In short, caregivers can give you all the evidence you need: people do not care about care.

Two years ago, I wrote that we were all caregivers as long as we put the needs of others ahead of ourselves; what I left out was that walking this path was probably going to isolate us sooner or later. Not because staying home can be lonely (though sometimes, yes), not because wearing a mask creates emotional distance from strangers and friends alike (is this even true?), but because the devotion to others’ wellness is out of place. It isn’t deviant enough to be criminalized, it isn’t photogenic enough to muster a lot of charity services, it’s just an awkward fit for this society, built on awkward language and half-measured responses.

I don’t want to end on a down note, but I don’t want to cushion this harsh concept, either. Many people with experience being marginalized have learned nothing new here (except perhaps that I count the days since my family went into near-isolation), but my hope is that those with experience caring even when it was inconvenient and those who are appalled at the recent surrender to “everyone will get it eventuallypolicies over COVID-19 will realize they have unlikely allies in those who already know what community is really about: it’s not about who you see on Sundays; it’s not about who you call for a cup of sugar; community is about those whose survival is materially connected with your own and the processes that deepen, strengthen, and coordinate such connections to make members stronger against what’s ahead.

A sizable portion of people in the U.S. have yet to contract the coronavirus (and some sizable chunk of those who have gotten it were careful yet unlucky). That tells me, just like the dementia care statistics I revisit annually, that there are far too many of us to be truly isolated. Whether because of our own vulnerable health, the health of a loved one, or a knowledge of public health that is actually matched by adaptation, many of us have continued doing our best despite diminishing support and no end of mixed signals. That’s not isolation, that’s a majority.

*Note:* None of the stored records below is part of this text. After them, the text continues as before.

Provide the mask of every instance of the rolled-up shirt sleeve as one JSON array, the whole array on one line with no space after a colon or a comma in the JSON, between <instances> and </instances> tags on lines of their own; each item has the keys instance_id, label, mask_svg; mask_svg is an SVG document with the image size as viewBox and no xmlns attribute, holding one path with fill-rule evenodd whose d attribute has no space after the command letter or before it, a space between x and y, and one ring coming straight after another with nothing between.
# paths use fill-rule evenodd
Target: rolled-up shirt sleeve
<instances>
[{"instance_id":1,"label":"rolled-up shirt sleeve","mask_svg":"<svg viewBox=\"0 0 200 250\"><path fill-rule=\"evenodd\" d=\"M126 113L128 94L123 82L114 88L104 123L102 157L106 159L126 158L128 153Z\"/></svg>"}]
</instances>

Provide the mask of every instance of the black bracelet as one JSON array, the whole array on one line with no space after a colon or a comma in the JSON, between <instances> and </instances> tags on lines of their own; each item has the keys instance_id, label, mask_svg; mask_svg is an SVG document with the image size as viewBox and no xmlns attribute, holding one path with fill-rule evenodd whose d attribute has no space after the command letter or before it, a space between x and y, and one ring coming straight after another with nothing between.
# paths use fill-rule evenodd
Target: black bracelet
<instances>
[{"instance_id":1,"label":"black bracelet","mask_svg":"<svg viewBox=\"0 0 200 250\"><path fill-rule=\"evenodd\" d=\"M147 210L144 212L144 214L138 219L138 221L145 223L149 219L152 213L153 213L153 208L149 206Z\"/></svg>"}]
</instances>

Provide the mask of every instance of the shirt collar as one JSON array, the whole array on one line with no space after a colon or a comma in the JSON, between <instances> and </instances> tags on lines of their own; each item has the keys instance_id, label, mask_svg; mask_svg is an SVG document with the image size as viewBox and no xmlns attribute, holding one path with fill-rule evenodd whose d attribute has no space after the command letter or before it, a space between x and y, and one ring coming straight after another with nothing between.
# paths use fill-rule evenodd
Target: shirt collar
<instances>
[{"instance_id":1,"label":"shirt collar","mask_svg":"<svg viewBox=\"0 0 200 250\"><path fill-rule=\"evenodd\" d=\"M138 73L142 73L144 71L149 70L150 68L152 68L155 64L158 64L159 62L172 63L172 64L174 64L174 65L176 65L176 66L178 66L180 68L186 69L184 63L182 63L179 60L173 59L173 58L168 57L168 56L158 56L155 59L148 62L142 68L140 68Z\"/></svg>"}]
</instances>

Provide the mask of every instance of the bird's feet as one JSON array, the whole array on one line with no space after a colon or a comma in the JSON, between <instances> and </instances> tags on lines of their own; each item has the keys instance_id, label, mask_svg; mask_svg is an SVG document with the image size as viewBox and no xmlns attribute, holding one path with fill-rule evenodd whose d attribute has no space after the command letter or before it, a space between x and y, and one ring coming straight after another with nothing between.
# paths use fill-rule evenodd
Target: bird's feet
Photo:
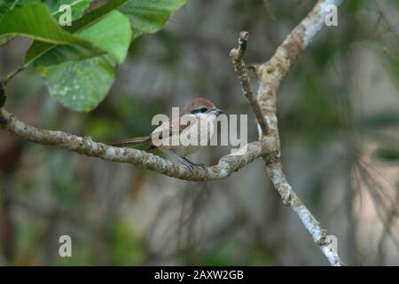
<instances>
[{"instance_id":1,"label":"bird's feet","mask_svg":"<svg viewBox=\"0 0 399 284\"><path fill-rule=\"evenodd\" d=\"M186 167L188 170L193 170L195 168L201 168L201 169L207 169L207 166L204 163L195 163L191 162L189 159L187 159L186 157L181 157L178 154L176 154L176 153L172 153L173 155L175 157L177 158L177 160L184 166Z\"/></svg>"}]
</instances>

If you don’t have the bandwidth to do any more, just keep doing what you’re doing and being unashamed by those who want to ridicule you for caring. If you do have a little more time and energy, spend it checking on your immunocompromised or otherwise isolated friends; it’s never too late to start that mutual aid group, dinner delivery team, or driveway messaging program you wanted all the way back in 2020. If you have a lot more time and energy, spend it talking to your local, state, and federal officials and let them know that just because opposition is loud that does not mean it is numerous, powerful, or accurate. If you’re done with officials, take up some reading or skill-building and talk with your community about what you learn. If you find yourself wavering a little, look up the findings on what happened to the cities that did and did not take the influenza pandemic of 1918 seriously. If you’re tired, now’s a good time to rest and regroup; we’ll be lucky if we’re only halfway through the pandemic at this rate, but at least we have some calm to regroup before the next strain hits. If you’re wired, do something that brings you joy — I insist!

And if you’re lonely, call up a caregiver. I bet they know what you’re going through.